- DOJ and PCGG clarified that the Lopez family never lost their ownership of ABS-CBN Corporation during Martial Law.
- Despite late President Marcos’ orders to then take over media organizations in 1972, it was said to be only limited to possession and operation.
After questions raised by some congressmen about how the Lopez family regained ABS-CBN after Martial Law, the officials of the Department of Justice (DOJ) and the President Commission on Good Government (PCGG) clarified that the Lopez family did not lose the ownership of the network even if it was seized by the government.
Justice Assistant Secretary Nicholas Ty said that the takeover was only applicable for the operation and does not include the full ownership of the company.

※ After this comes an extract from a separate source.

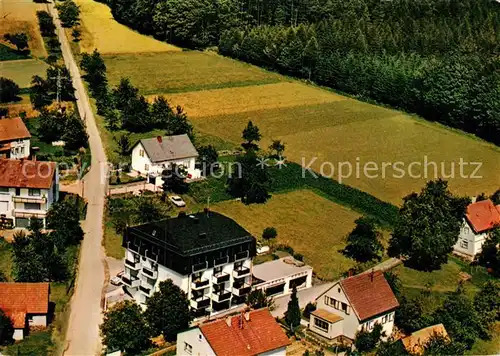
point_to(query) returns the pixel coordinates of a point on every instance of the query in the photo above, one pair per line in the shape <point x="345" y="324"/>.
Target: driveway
<point x="82" y="337"/>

“The takeover was limited only to the possession and operation. It did not include ownership,” Ty said at the joint House committee hearing regarding ABS-CBN’s application for a new operating franchise.

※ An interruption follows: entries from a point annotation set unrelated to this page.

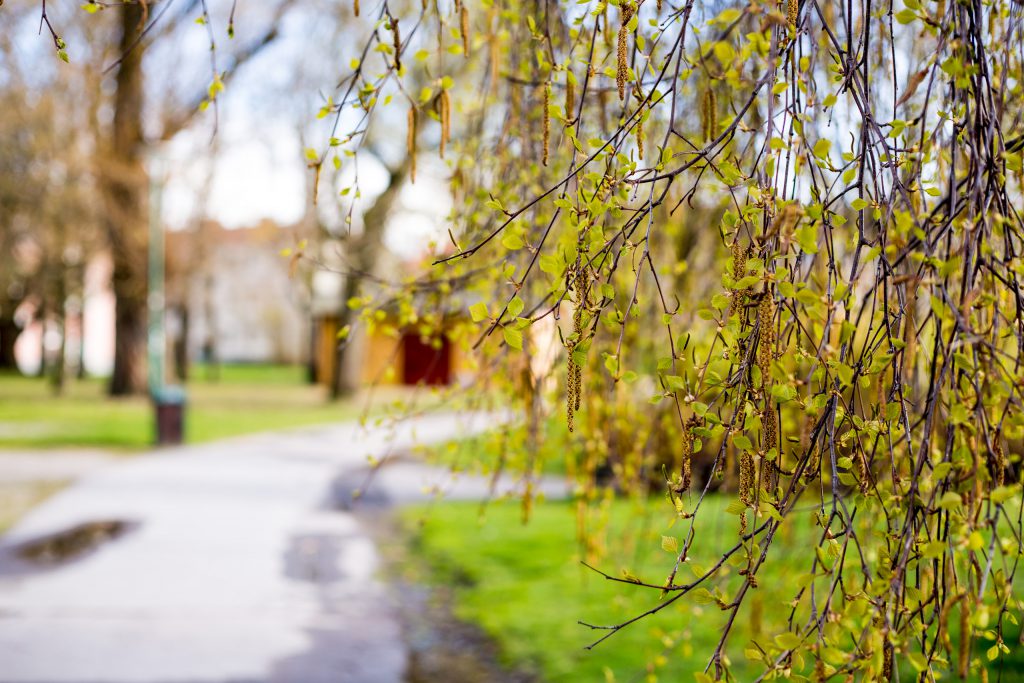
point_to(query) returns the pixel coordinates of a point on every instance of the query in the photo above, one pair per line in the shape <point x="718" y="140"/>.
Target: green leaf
<point x="516" y="306"/>
<point x="670" y="544"/>
<point x="821" y="147"/>
<point x="512" y="242"/>
<point x="513" y="338"/>
<point x="788" y="640"/>
<point x="478" y="311"/>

Responding to questions by Occidental Mindoro Rep Josephine Ramirez-Sato, the statement was backed up by PGCC Commissioner John Agbayani. He agreed that the government takeover of the media giant in 1972 was only valid for a specific duration at that time.
“Yes, your honor, ABS-CBN did not lose ownership,” Agbayani stated.
Sato then cited the Letter of Instruction No.1 that was issued by late President Ferdinand Marcos. It ordered the military to “take over and control or cause the taking over and control” of media channels and organizations including ABS-CBN.
But in the following order dated September 22, 1972, the takeover was limited “for the duration of the present national emergency or until otherwise ordered” by the President or one of his representatives.
ABS-CBN lawyers and executives were questioned for about eight hours about how the Lopez family regained control and possession of the network following the fall of Marcos in 1986. The company then detailed the process of arbitration with the government and how the assets were gradually turned over to the owners.